2). The plaintiff shall also submit the evidences of infringement to prove that the defendant has implemented the acts of infringing trademark right or is in process of implementing the infringing acts, such as the infringement goods, advertisement, testimony, punishment decision made by AIC or Custom, etc.

3) The plaintiff shall also submit the evidence for compensation, such as the profit that the infringer, the injury that the plaintiff has suffered from the infringement, the cost and attorney’s fee.

According to Article 56 of Trademark Law of the People's Republic of China, the amount of damages shall be the profit that the infringer has earned  during the period of the infringement or the injury that the plaintiff has suffered from the infringement during the period of the infringement, including the appropriate expenses of the plaintiff for stopping the infringement. Where it is difficult to determine the profit that the infringer has earned  or the injury that the plaintiff has suffered, the Court shall impose an amount of damages of no more than RMB 500, 000 Yuan (about $ 70.000) according to the circumstances of the infringement.  

When a  Court is determining the measure of damages, it should make an overall determination having considered factors such as the nature, the period and the consequences of the infringement, the reputation of the trademark, the amount of trademark licensing royalties, the types, periods and scope of trademark licenses for the mark, the reasonable expenses incurred in stopping the infringement, etc.

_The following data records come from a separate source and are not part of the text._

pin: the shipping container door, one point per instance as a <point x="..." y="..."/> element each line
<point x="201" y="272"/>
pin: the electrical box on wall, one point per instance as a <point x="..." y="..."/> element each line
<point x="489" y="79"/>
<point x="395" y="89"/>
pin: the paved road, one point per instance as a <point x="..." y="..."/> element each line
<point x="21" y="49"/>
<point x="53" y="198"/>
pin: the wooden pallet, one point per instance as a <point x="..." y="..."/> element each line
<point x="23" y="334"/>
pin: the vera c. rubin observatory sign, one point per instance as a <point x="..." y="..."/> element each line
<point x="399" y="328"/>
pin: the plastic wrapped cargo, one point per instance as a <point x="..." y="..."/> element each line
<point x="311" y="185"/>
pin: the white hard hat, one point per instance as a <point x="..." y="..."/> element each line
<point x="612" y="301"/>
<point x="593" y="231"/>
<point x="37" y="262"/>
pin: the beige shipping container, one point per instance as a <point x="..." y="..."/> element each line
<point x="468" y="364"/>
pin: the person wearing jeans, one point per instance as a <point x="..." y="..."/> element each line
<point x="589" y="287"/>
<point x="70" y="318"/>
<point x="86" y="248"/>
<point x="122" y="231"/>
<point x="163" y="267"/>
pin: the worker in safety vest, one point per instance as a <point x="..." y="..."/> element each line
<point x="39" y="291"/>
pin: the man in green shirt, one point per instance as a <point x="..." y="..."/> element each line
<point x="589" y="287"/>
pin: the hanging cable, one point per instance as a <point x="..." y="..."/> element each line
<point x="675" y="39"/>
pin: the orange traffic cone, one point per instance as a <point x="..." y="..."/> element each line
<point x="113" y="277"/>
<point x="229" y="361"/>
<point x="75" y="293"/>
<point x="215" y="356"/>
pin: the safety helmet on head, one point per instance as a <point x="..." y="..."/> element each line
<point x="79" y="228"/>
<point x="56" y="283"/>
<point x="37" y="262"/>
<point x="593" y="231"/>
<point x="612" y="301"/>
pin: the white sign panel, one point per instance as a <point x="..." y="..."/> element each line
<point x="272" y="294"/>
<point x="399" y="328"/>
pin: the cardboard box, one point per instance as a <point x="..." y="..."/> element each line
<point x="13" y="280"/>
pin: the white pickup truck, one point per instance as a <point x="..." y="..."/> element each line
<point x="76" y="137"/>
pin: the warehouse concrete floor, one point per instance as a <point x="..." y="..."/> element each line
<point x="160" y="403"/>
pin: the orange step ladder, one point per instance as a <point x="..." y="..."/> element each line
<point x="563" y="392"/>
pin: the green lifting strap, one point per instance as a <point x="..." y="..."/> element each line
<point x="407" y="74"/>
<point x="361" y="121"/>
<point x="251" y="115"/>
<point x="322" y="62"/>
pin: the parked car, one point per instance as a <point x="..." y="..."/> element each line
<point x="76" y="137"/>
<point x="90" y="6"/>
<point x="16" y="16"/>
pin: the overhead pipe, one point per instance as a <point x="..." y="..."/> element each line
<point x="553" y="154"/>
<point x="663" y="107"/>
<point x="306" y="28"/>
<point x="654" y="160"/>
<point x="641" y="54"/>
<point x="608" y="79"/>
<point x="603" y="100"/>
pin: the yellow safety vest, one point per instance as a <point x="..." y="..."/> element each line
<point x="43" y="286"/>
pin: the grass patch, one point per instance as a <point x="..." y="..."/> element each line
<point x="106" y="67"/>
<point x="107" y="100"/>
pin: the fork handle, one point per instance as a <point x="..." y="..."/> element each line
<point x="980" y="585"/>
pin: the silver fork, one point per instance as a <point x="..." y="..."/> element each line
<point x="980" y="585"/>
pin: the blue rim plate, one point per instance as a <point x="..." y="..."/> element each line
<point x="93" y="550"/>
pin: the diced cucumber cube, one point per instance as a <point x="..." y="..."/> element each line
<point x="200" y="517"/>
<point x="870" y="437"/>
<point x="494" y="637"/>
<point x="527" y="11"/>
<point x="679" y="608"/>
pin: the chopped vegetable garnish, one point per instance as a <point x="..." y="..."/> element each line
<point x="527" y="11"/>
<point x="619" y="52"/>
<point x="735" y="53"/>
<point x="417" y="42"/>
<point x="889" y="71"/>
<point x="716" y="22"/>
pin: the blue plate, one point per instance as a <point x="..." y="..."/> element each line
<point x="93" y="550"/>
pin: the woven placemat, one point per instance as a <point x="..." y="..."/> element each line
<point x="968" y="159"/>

All the evidences should be original or notarized by the Notary and only copied documents might not be accepted by the people’s court. If the evidences are formed outside of Mainland, the evidence should be notarized and legalized up to the local Embassy or Consulate of the People’s Republic of China. If the material is foreign languages and it should be translated into Chinese by verified translation agencies.  
6.Statutory limitation of the trademark cases

If a trademark owner or any relative party brings a suit after more than 2 years of the infringing action, if the infringing act is still continuing at the time the suit is brought and the exclusive rights to use the registered trademark are still in the period of validity, then the Court should accept the litigation and make decision for the plaintiff. The measure of damages for the infringement should be calculated back 2 years from the date when the plaintiff brings the lawsuit.  

Anyone who sells the infringing goods with innocence and he or she can prove that the accused goods are delivered by legitimate channel and indicates the supplier, he or she will not be liable for damages, but should cease to sell the infringing products immediately.
7. The duration and execution of the trademark cases

Normally, the first-instance of trademark litigation will last around 6 months, but for some complex cases, it might be longer. If the interested parties do not make an appeal after a trial at the court of first instance, the verdict will come into force.

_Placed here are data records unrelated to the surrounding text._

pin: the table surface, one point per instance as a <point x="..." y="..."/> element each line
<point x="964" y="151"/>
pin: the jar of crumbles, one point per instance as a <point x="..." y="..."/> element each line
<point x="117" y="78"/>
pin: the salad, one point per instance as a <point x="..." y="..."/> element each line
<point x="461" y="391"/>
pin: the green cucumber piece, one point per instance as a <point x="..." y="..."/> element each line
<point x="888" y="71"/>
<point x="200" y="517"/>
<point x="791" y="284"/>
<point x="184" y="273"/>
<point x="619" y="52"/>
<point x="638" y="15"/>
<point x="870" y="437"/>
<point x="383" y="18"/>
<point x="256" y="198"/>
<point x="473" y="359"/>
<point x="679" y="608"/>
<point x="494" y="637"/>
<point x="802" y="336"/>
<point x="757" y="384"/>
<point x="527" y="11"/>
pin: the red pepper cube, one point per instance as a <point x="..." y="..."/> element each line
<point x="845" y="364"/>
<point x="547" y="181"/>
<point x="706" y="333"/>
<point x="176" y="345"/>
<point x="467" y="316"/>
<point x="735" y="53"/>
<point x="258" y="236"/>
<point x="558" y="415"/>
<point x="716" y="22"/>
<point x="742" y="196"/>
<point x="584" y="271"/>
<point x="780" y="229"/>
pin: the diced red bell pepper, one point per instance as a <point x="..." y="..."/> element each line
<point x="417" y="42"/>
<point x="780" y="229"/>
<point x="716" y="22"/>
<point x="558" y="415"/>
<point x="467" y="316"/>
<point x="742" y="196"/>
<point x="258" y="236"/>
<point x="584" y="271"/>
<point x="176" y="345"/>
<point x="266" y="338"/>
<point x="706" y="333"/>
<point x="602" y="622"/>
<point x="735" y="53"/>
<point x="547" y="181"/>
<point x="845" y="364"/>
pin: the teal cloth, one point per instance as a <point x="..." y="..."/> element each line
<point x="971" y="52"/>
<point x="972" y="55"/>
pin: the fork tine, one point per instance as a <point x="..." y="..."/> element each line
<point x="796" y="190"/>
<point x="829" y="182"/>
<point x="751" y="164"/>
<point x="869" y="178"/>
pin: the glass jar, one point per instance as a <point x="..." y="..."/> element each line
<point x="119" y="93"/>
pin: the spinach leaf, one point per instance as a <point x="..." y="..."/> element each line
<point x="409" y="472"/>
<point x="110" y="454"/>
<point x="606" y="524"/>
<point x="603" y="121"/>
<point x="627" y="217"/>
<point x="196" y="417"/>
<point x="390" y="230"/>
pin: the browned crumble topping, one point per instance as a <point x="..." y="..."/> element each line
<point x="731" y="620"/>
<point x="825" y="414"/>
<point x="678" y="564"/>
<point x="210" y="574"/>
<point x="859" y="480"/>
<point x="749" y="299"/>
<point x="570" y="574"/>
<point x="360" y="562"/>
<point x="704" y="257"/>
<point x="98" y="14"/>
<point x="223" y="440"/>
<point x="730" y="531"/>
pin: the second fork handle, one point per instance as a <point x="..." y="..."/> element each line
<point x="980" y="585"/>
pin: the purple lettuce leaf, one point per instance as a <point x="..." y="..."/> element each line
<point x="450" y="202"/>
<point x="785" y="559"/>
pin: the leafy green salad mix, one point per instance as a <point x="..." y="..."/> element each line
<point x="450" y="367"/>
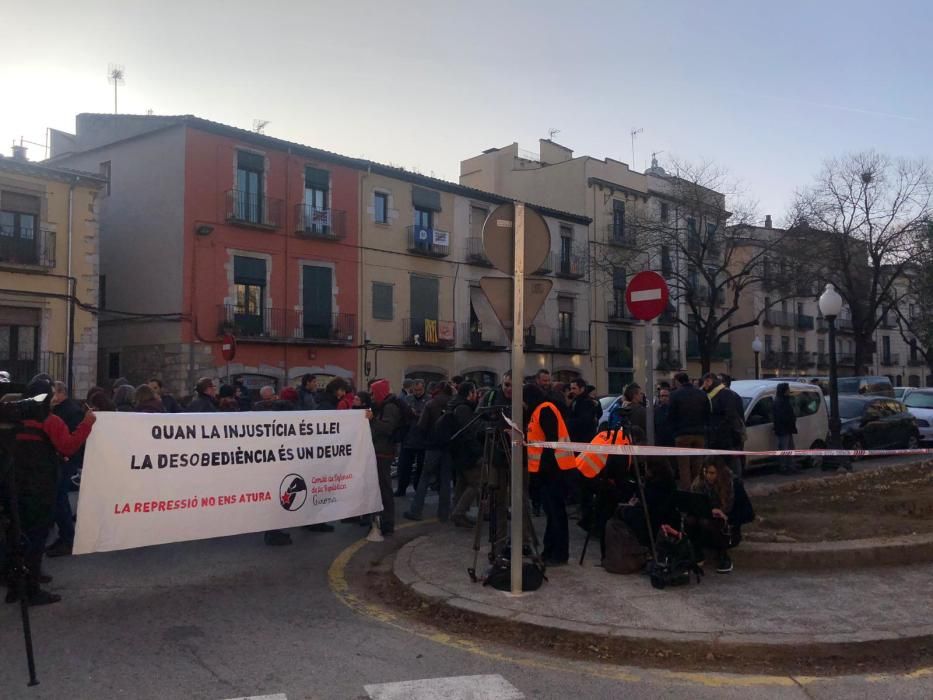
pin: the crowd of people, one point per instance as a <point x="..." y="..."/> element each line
<point x="426" y="436"/>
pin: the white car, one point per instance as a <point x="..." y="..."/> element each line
<point x="920" y="403"/>
<point x="812" y="419"/>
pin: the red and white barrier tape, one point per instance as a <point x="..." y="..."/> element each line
<point x="653" y="451"/>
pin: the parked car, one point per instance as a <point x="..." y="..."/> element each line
<point x="920" y="404"/>
<point x="876" y="423"/>
<point x="809" y="407"/>
<point x="865" y="384"/>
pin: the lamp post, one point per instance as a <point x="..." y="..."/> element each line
<point x="830" y="304"/>
<point x="756" y="348"/>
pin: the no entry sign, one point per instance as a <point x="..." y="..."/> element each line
<point x="646" y="295"/>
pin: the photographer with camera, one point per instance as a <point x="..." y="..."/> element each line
<point x="37" y="449"/>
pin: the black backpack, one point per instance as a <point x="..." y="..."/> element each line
<point x="676" y="560"/>
<point x="624" y="553"/>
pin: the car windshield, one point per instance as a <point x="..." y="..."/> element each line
<point x="851" y="408"/>
<point x="918" y="400"/>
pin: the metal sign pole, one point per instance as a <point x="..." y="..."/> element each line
<point x="649" y="382"/>
<point x="518" y="377"/>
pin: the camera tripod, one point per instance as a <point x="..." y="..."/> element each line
<point x="494" y="504"/>
<point x="17" y="572"/>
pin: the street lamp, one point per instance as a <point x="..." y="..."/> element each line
<point x="756" y="348"/>
<point x="830" y="304"/>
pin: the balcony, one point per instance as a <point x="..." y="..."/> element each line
<point x="617" y="312"/>
<point x="624" y="237"/>
<point x="324" y="224"/>
<point x="538" y="337"/>
<point x="428" y="241"/>
<point x="476" y="253"/>
<point x="287" y="326"/>
<point x="23" y="369"/>
<point x="471" y="336"/>
<point x="572" y="265"/>
<point x="428" y="333"/>
<point x="668" y="360"/>
<point x="783" y="319"/>
<point x="723" y="351"/>
<point x="891" y="360"/>
<point x="36" y="248"/>
<point x="249" y="209"/>
<point x="572" y="341"/>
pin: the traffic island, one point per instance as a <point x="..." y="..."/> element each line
<point x="748" y="621"/>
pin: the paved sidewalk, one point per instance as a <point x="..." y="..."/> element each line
<point x="744" y="607"/>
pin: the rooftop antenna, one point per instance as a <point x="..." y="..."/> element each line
<point x="635" y="132"/>
<point x="116" y="76"/>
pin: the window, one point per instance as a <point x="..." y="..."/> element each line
<point x="619" y="283"/>
<point x="667" y="269"/>
<point x="381" y="208"/>
<point x="566" y="250"/>
<point x="382" y="301"/>
<point x="249" y="279"/>
<point x="19" y="217"/>
<point x="248" y="196"/>
<point x="104" y="169"/>
<point x="424" y="218"/>
<point x="618" y="220"/>
<point x="619" y="360"/>
<point x="113" y="365"/>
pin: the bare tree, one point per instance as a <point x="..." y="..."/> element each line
<point x="700" y="233"/>
<point x="866" y="214"/>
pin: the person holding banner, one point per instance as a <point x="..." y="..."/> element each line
<point x="36" y="457"/>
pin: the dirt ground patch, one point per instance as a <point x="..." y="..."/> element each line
<point x="885" y="502"/>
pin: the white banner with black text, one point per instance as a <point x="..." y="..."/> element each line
<point x="152" y="478"/>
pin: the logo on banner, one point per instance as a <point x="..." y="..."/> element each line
<point x="293" y="492"/>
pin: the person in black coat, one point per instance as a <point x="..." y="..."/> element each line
<point x="785" y="426"/>
<point x="689" y="418"/>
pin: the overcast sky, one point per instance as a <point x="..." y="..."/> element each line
<point x="767" y="90"/>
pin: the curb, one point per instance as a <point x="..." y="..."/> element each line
<point x="817" y="646"/>
<point x="843" y="554"/>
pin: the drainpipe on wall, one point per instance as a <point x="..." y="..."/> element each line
<point x="74" y="291"/>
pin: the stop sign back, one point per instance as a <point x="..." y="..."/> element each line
<point x="647" y="295"/>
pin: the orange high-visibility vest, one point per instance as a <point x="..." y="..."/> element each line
<point x="592" y="463"/>
<point x="565" y="458"/>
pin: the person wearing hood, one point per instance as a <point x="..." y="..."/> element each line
<point x="466" y="452"/>
<point x="437" y="461"/>
<point x="384" y="422"/>
<point x="204" y="401"/>
<point x="584" y="411"/>
<point x="123" y="397"/>
<point x="37" y="452"/>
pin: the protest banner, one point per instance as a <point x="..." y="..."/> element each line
<point x="157" y="478"/>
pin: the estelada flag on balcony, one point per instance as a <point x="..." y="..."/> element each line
<point x="430" y="331"/>
<point x="445" y="331"/>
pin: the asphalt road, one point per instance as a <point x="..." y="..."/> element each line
<point x="230" y="618"/>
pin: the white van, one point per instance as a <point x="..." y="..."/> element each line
<point x="812" y="420"/>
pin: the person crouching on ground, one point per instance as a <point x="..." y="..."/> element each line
<point x="715" y="482"/>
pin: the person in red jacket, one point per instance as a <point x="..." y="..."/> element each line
<point x="36" y="456"/>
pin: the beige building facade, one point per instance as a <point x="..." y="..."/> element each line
<point x="48" y="271"/>
<point x="423" y="312"/>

If any of the parties concerned are not satisfied with the judgment, they may appeal to the higher-level  Court, that is the court of second-instance and it normally lasts 3 months. The parties could not appeal after this trial. Only few of the cases, the Supreme Court can grant certiorari for re-trial. The frustrated party must execute the judgment with legal validity. If he or she refuses to do so, the prevailed parties may apply to the Court for compulsory enforcement.